The generated sequences were first manually curated. Multiple alignments with SARS-CoV-2 sequences previously available in GISAID was performed using the FFT-NS-i method implemented in the MAFFT program (version 7.511) (Tabei et al., 2008). Potential recombination events were assessed using our sequence dataset with the RDP4 (Recombination Detection Program version 4) program (Martin et al., 2015), considering an event as significant if it was confirmed by at least 5 of the 7 selected methods using default settings, including RDP, GENECONV, Maxchi, Bootscan, Siscan, Chimaera, 3Seq and LARD. The Maximum-Likelihood (ML) phylogenetic tree was inferred using the IQ-Tree software (Nguyen et al., 2015) for 10,000 replications and the topology was visualized using the Figtree software (version v1.4.4).

3. Results

3.1. Assessment of serological markers

Serological testing of sera from the 36 years-old woman (YB) and her husband (ON) on July 9 and 11, 2022, showed the presence of anti-SARS-CoV-2 IgG while the specimens tested negative for anti-SARS-CoV-2 IgM. Assessment of the anti-SARS-CoV-2 IgG levels at two days interval exhibited a significant increase of IgG for both cases (2-log) between July 9 and July 11, 2022. Although the viral load fluctuated and showed no significant decrease from July 9 to 11, 2022 (Ct values ranging between 21.33 and 32.82), both cases tested negative for SARS-CoV-2 RNA on July 13, 2022 (Table 1).

Table 1.

Assessment and monitoring of viral load and specific antibodies to SARS-CoV-2 levels for the two first confirmed cases.

Date of testing YB
 ON
Sequencing ID1 ΔOD2 value from IgG3 ELISA Ct values Sequencing ID1 ΔOD2 value from IgG3 ELISA Ct value4
07/05/2022 YB0 Not done 27 Not done Not done Not done
07/07/2022 YB1 Not done 21.33 ON1 Not done 29.1
07/09/2022 YB2 1.840 32.82 ON2 1.086 29.73
07/11/2022 YB3 (505,691_SL) 3.435 31.10 ON3 (505,690_SL) 2.542 27.33
07/13/2022 YB4 Not done Negative ON4 Not done Negative
Open in a new tab

YB and ON reported no symptoms throughout follow-up and no prior SARS-CoV-2 infection was notified.

1

Identification number.

2

Difference in Optical density between the sample and the negative control.

3

Immunoglobulin G.

4

Threshold cycle value.

3.2. Presentation of the contacts

The other patients sampled (n = 15) had a median age of 28.7 years old (ranging 9–80 years) with 9 women and 6 men. The two main symptoms identified in this group included cough (100%) and sore throat (67%). An overall rate of 60% of these contacts (n = 9) tested positive for SARS-CoV-2 RNA with Ct values ranging between 14.19 and 31.09 (Table S1).

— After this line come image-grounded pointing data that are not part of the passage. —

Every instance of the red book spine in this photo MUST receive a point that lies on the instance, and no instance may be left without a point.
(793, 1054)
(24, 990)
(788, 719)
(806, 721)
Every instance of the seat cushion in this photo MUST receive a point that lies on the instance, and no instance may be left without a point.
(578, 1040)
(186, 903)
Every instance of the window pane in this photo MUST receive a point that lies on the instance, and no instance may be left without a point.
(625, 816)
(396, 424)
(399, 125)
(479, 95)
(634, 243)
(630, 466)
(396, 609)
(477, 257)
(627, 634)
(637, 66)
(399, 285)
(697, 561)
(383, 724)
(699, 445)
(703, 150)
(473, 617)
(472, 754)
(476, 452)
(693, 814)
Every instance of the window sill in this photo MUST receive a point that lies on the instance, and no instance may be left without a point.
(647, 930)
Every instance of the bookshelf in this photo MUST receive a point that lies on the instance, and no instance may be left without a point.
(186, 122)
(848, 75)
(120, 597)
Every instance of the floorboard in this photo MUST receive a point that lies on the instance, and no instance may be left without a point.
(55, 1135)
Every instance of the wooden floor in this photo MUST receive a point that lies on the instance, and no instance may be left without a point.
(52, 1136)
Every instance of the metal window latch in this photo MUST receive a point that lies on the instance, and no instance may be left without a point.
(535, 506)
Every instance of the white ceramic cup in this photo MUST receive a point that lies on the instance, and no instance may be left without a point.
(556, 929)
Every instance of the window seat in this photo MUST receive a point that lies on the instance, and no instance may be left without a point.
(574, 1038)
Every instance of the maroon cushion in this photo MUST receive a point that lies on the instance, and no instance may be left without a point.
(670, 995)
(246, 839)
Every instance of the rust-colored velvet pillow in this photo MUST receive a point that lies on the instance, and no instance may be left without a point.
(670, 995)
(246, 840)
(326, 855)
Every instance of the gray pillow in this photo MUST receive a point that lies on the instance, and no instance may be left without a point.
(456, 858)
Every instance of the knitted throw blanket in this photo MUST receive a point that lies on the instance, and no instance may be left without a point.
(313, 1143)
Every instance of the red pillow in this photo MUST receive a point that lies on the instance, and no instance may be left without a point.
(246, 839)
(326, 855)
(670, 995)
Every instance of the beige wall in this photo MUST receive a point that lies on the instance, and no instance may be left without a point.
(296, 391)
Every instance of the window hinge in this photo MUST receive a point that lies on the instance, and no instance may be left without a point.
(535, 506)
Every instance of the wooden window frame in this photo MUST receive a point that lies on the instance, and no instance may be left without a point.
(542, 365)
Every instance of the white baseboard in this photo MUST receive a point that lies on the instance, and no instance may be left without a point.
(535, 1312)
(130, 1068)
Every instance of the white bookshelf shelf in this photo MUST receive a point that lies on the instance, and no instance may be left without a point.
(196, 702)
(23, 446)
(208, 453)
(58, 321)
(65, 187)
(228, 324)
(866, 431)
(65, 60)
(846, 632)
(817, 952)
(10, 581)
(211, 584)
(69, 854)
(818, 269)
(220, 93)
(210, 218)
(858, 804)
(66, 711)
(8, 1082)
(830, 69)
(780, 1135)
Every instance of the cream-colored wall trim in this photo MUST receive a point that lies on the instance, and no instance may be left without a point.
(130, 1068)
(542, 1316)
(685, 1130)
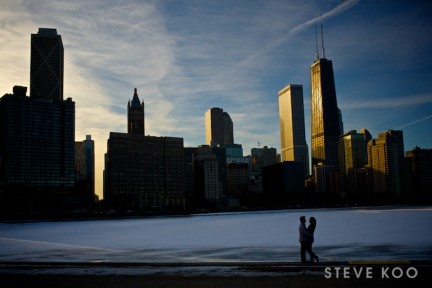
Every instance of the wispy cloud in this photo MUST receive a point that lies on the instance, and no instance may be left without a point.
(396, 102)
(415, 122)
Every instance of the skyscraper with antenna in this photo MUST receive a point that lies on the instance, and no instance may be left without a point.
(326, 120)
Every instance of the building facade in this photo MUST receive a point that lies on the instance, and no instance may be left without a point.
(385, 155)
(420, 162)
(352, 159)
(219, 127)
(85, 172)
(46, 65)
(143, 173)
(326, 119)
(292, 126)
(37, 148)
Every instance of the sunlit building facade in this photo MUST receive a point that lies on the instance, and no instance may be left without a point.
(326, 119)
(353, 158)
(143, 173)
(385, 154)
(85, 171)
(292, 126)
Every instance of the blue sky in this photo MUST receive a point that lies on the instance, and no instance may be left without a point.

3.3. Recombination analysis and phylogeny

Significant recombination events were only found for two newly characterized isolates, exhibiting breakpoints at nucleotide positions 128 and 21,548 for sequence 505,699_SL and a breakpoint at nucleotide position 15,468 for 505,707_SL. In fact, the genomic region between nucleotide positions 192–21,546 and 1–15,468 on sequence of isolates 505,699_SL and 505,707_SL, displayed a relatively high degree of similarity to the 505,712_SL sequence from Senegal (Fig. S2). Complete genome sequences were obtained from 11 SARS-CoV-2 positive samples including those from YB, ON and the 9 close contacts, as previously described (Diagne et al., 2022). The ML tree showed that 90% (n = 10) of the newly characterized sequences belonged to the BA.4 sublineage while one isolate clustered with sequences belonging to the XAS recombinant sublineage (n = 1). All BA.4 sequences (n = 10) from Saint-Louis grouped in a unique sub-clade and were related to previous Senegalese isolates identified in June 2022, suggesting a rapid expansion and a sustained local transmission of the BA.4 sublineage in Senegal. In addition, one recombinant BA.4 sequence (505,707_SL) was closer to sequences from Argentina, France and Indonesia, exhibiting that the virus experienced a probable genetic micro-evolution during it spread within this cluster of cases in Northern Senegal I. According to the topology of branches, the newly characterized XAS recombinant sequence (5,055,710_SL) emerged prior to the cluster of BA.4 sequences identified in Saint-Louis and could be the index case of this cluster. In addition, it emerged prior to previously available XAS sequences from Senegal which were collected on July 17, 2022 from outgoing travellers, exhibiting that this sequence represents to date, the first reported XAS sequence of this variant from Senegal (Fig. 1).

Fig. 1.

Fig 1

Open in a new tab

Maximum likelihood (ML) phylogenetic tree of the newly characterized SARS-CoV-2 sequences from the Saint-Louis medical region.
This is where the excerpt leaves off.